In the case of e-commerce, social media and alternative technologies, some companies are thriving and a few players are consolidating their position.
This can be seen in the banking sector too, where government programs are primarily distributed through incumbent institutions. For example, while PayPal and Square received permission in the US to distribute funds, neobanks did not.
This furthers the perception, and probable reality, that powerful firms will not only remain powerful but are growing. In the US alone, billionaires have added $380bn to personal wealth, while unemployment claims skyrocket.
In the banking sector, there are two main points of pain: customer engagement and business performance management.
Banks have been pushed to engage with consumers to drive better customer experiences and have been looking to leverage fintech partnerships or acquisitions to do just that.

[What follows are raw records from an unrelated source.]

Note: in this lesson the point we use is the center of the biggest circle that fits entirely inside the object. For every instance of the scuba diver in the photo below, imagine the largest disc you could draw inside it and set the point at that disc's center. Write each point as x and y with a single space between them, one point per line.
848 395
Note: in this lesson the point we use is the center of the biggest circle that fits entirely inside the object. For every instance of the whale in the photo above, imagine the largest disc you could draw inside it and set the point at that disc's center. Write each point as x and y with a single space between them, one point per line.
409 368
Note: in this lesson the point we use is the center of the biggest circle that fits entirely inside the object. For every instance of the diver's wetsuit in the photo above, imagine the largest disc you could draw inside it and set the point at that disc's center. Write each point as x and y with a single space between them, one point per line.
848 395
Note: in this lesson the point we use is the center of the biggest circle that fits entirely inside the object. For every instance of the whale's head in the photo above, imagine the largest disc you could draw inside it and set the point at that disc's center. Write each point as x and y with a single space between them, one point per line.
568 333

As the Covid-19 crisis continues, many of these projects have been put on hold in favour of other major topics for banks, such as enabling staff to work from home (which is operationally very hard), ensuring access to core systems (i.e., money and credit) as well as managing own company costs and operating pressures.
We now see a massive shift in focus at banks from fintech for customers to fintech for the business and its systems.

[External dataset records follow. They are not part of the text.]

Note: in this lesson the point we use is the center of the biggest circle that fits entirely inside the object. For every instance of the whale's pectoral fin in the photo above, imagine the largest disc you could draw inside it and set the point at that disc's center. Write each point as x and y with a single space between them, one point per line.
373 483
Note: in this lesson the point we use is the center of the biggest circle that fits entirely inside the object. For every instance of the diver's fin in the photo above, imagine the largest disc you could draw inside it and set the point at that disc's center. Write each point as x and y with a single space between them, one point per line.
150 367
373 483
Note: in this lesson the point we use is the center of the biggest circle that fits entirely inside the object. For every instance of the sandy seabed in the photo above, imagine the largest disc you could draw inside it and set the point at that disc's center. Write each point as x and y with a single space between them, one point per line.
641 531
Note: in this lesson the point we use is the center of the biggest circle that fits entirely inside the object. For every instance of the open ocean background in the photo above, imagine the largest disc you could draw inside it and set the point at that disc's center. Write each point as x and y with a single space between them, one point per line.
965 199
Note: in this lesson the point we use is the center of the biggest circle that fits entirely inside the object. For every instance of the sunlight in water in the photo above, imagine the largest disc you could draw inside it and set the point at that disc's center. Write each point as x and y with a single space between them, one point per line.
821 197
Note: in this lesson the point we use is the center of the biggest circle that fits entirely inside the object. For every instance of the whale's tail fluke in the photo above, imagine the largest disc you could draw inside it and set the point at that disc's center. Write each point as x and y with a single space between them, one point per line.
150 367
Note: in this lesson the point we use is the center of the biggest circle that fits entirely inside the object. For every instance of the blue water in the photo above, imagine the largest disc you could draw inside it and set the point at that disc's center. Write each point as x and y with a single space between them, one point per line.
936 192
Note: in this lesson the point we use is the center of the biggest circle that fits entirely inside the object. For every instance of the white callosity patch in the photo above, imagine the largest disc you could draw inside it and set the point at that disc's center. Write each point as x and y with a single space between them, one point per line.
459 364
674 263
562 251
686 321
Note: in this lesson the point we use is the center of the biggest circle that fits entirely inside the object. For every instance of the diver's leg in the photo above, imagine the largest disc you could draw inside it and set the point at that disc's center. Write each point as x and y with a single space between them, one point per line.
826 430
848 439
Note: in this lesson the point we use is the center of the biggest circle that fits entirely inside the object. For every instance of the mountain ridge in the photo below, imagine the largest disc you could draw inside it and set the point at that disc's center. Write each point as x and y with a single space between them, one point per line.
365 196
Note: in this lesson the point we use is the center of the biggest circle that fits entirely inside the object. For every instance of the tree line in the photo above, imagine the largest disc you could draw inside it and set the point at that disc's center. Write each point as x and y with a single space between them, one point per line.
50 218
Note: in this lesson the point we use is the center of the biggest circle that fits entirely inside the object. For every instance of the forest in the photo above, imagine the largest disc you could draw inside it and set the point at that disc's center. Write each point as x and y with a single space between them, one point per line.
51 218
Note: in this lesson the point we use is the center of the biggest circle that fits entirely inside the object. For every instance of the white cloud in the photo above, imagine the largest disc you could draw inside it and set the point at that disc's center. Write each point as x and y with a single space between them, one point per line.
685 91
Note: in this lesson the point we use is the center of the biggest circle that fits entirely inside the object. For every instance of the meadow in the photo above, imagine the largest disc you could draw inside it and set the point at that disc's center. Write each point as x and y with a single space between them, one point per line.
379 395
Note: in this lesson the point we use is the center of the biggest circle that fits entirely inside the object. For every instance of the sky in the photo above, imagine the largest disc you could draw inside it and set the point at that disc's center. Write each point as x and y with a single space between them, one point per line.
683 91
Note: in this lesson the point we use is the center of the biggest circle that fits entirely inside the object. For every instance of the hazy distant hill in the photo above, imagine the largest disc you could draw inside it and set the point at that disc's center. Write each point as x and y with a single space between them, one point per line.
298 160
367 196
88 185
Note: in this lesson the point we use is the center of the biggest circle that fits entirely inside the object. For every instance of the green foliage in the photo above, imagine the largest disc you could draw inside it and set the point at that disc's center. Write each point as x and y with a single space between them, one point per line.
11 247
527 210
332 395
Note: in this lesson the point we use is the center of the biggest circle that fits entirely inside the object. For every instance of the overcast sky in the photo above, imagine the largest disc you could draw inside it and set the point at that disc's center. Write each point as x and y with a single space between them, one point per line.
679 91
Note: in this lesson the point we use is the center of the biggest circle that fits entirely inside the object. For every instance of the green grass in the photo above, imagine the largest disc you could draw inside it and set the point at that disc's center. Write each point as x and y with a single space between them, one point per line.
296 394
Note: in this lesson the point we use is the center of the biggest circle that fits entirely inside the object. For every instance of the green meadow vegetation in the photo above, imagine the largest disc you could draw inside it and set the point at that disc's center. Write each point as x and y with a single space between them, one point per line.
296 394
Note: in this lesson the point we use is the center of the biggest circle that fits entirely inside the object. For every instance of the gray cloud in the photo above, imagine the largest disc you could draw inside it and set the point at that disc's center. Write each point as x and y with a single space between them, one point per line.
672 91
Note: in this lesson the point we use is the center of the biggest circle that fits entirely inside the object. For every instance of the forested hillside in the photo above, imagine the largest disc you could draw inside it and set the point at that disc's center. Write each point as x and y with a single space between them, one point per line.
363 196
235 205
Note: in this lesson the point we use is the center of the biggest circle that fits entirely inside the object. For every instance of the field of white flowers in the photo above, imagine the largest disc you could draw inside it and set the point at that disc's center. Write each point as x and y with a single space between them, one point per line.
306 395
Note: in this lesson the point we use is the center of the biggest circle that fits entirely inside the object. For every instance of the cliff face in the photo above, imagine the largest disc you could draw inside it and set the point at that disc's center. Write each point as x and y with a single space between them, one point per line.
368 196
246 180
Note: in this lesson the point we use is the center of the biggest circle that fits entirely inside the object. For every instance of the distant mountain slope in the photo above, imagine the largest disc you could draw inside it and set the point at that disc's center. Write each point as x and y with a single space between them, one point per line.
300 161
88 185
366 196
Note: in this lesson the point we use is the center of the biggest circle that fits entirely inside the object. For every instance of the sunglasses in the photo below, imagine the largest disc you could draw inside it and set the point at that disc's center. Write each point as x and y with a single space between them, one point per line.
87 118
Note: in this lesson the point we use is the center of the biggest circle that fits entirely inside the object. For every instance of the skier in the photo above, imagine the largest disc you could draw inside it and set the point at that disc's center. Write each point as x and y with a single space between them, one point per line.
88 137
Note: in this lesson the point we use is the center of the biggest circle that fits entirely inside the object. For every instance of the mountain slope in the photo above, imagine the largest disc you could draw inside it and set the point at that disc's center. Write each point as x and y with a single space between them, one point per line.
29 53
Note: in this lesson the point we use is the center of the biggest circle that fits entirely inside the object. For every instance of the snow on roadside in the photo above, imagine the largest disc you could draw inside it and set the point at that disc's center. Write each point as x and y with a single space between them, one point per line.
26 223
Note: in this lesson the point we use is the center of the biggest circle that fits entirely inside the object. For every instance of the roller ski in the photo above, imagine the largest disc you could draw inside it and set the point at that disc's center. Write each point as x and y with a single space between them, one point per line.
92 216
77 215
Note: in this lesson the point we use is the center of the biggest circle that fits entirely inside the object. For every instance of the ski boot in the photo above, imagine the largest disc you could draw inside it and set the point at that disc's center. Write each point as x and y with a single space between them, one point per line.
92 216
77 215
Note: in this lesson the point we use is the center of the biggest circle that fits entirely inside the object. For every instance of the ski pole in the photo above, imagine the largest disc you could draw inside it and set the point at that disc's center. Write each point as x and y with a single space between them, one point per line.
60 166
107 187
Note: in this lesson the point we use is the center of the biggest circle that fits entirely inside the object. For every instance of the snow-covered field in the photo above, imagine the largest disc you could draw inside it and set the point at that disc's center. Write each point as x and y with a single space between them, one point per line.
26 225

New challenges and opportunities
The covid-19 pandemic continues to impact most industries at an unprecedented scale globally. What does it all mean for the fintech and payment sectors?

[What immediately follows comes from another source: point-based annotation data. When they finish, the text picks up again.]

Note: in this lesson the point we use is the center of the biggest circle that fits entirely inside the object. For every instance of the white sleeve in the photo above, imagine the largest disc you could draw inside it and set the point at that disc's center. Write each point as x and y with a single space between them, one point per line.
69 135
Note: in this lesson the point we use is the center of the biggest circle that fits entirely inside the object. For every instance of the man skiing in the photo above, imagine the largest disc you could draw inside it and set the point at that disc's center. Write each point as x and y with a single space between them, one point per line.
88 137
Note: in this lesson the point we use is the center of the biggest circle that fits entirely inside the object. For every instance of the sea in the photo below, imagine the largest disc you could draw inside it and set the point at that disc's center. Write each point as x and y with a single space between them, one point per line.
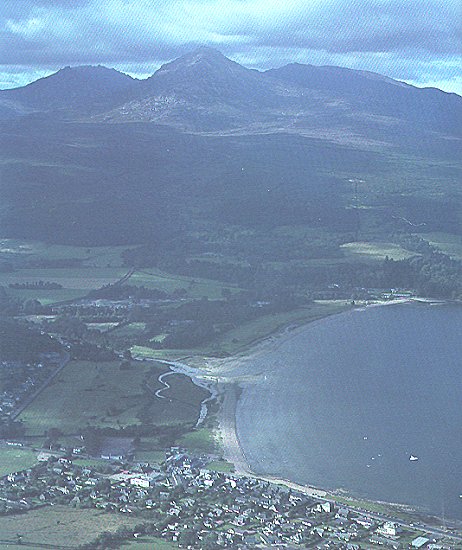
368 401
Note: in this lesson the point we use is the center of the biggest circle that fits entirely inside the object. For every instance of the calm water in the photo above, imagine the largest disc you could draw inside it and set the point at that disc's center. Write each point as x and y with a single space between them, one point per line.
346 402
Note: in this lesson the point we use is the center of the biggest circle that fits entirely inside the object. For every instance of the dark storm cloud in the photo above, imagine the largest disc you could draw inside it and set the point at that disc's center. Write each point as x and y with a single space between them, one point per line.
140 34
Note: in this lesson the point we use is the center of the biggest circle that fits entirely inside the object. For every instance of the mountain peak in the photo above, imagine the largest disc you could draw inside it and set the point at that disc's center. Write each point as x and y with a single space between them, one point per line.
201 58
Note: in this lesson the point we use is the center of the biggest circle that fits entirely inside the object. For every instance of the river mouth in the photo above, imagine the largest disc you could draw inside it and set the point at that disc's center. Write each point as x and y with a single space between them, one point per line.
367 401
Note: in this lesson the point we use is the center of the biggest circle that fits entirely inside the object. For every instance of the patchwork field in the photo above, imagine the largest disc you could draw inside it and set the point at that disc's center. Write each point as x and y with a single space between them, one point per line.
15 459
375 251
59 527
103 395
194 287
100 256
445 242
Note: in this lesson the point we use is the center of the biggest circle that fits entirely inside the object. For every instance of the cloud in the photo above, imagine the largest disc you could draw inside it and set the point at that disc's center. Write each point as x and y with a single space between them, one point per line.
400 39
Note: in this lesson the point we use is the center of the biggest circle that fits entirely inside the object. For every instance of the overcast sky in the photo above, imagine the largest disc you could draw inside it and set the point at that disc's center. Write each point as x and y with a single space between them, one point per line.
418 41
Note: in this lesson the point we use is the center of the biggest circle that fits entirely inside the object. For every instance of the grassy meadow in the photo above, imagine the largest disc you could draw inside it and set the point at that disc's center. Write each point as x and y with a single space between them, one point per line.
15 459
59 527
102 395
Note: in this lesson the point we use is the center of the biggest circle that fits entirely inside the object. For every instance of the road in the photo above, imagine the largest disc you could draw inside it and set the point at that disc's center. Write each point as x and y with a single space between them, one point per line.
64 361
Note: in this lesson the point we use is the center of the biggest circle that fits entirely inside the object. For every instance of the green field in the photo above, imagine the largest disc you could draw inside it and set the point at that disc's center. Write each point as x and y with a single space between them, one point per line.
241 338
194 287
103 395
445 242
75 282
149 543
100 256
201 441
59 527
15 459
375 251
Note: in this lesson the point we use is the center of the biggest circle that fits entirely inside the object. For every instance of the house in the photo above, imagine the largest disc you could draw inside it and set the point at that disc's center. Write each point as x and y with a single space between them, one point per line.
146 480
388 529
419 542
116 448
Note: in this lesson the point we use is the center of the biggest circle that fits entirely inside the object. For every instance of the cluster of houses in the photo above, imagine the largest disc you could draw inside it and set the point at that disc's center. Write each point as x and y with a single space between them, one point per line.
196 507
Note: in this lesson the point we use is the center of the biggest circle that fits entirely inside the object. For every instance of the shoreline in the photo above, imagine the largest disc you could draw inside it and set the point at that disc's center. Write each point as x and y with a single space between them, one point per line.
222 378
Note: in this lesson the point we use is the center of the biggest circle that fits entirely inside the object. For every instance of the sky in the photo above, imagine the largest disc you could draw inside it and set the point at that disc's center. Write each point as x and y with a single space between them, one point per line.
418 41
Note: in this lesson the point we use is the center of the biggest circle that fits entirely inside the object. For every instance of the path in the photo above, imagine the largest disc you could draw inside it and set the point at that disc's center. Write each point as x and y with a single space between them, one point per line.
64 361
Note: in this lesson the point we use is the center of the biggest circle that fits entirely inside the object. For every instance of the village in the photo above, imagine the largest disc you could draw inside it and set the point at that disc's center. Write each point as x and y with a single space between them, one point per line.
184 502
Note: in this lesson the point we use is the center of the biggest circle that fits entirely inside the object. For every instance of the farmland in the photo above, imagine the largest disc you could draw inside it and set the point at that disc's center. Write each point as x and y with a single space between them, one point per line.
103 395
59 527
15 459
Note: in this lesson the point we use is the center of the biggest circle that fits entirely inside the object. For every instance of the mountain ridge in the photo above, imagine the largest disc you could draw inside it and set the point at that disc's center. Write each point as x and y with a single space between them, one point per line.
205 92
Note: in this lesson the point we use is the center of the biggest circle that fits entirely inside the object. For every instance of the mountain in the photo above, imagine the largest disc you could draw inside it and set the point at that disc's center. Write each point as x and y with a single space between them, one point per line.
203 91
377 95
89 155
76 91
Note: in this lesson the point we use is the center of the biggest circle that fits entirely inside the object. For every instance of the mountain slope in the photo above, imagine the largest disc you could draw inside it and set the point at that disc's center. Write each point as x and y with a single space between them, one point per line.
377 95
84 89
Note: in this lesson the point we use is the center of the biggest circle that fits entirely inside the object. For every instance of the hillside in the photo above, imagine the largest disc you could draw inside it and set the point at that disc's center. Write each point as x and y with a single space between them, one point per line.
90 156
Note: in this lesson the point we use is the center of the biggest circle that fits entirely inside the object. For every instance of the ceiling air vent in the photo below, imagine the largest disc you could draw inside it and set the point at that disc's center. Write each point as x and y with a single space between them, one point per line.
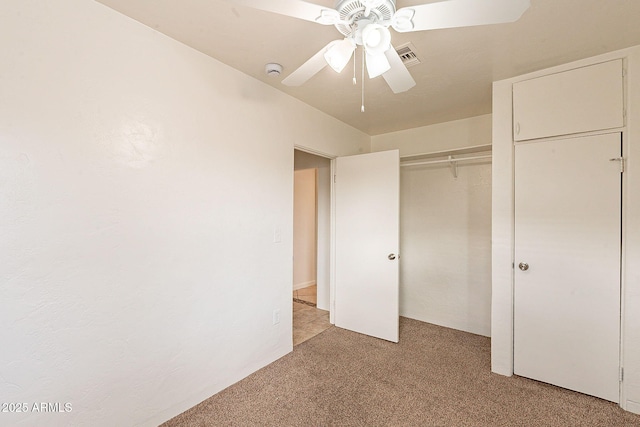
407 53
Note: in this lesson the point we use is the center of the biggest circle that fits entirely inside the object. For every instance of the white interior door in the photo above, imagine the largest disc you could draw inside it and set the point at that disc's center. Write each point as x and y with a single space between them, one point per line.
367 195
567 263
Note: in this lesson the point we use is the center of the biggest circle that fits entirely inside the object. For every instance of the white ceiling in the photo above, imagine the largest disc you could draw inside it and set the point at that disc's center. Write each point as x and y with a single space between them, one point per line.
453 80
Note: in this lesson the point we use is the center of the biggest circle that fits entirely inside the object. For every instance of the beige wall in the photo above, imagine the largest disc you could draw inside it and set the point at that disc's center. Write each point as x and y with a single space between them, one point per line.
443 136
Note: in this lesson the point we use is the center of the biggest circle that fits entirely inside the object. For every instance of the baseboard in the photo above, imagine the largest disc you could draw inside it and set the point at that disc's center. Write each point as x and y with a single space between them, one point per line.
633 407
297 286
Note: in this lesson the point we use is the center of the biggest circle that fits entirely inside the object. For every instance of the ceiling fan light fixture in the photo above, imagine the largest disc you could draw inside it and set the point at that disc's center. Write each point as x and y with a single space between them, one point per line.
402 20
339 54
376 39
377 65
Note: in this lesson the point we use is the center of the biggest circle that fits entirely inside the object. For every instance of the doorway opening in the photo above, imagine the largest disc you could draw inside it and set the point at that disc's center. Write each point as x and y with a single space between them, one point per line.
311 245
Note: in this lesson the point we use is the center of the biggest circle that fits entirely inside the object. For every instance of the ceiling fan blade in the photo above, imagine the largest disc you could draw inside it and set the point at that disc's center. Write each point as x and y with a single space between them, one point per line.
458 13
295 8
309 69
398 77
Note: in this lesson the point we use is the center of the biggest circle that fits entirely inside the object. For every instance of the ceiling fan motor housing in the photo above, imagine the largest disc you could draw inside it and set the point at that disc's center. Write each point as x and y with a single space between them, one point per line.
354 10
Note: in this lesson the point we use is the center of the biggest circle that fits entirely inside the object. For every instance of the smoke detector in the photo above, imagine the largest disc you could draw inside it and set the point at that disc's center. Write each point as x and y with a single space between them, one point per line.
273 69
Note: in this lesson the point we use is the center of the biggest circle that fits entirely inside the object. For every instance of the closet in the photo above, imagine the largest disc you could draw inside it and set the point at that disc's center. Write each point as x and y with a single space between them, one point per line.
568 162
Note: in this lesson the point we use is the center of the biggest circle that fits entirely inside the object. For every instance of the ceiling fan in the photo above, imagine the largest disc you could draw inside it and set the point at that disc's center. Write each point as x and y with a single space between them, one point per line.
366 23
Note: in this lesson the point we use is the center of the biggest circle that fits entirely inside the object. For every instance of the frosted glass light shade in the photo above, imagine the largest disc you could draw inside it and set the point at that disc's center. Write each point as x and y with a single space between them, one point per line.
376 39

Will the covid-19 crisis accelerate an existing trend towards the widespread uptake of smart financial tools? Or will these sectors—like some others—find themselves crippled by the financial and social shock of the epidemic? And will startups be particularly vulnerable?
According to a new report published by Amsterdam-based fintech investor, Finch Capital, the fintech sector in general will face some real difficulties over the next few months. While the post-crisis outlook seems to be positive for many businesses, others will struggle to regain any momentum that has been built up so far.
As for the payment sector, the surge in digitisation, expected by many to continue post-covid, will naturally be beneficial. Many believe the number of digital transactions relative to physical cash transactions will continue to rise after the pandemic.
The decline of cash?
“It is probably too early for the data to tell us this, but most of us in the payments space are certain that this is the case,” says Santosh Tripathy, practice lead, digital payments with financial transaction management company SmartStream Technologies. “In this environment, cash is losing its shine,” he says.
This could be the push needed for many countries to become truly cashless.
“It’s no longer inconceivable for entire countries to run on digital cash – we are already seeing this play out,” says Victor Penna, global head of treasury solutions at Standard Chartered.
“Most people have access to a mobile phone – which can also act as a digital wallet – and a number of central banks are thinking about introducing digital currencies. This is how we can boost financial inclusion and support the most vulnerable in society,” he added.
“One good thing to come out of this crisis is that I think more and more economies will start going cashless,” says Kohli.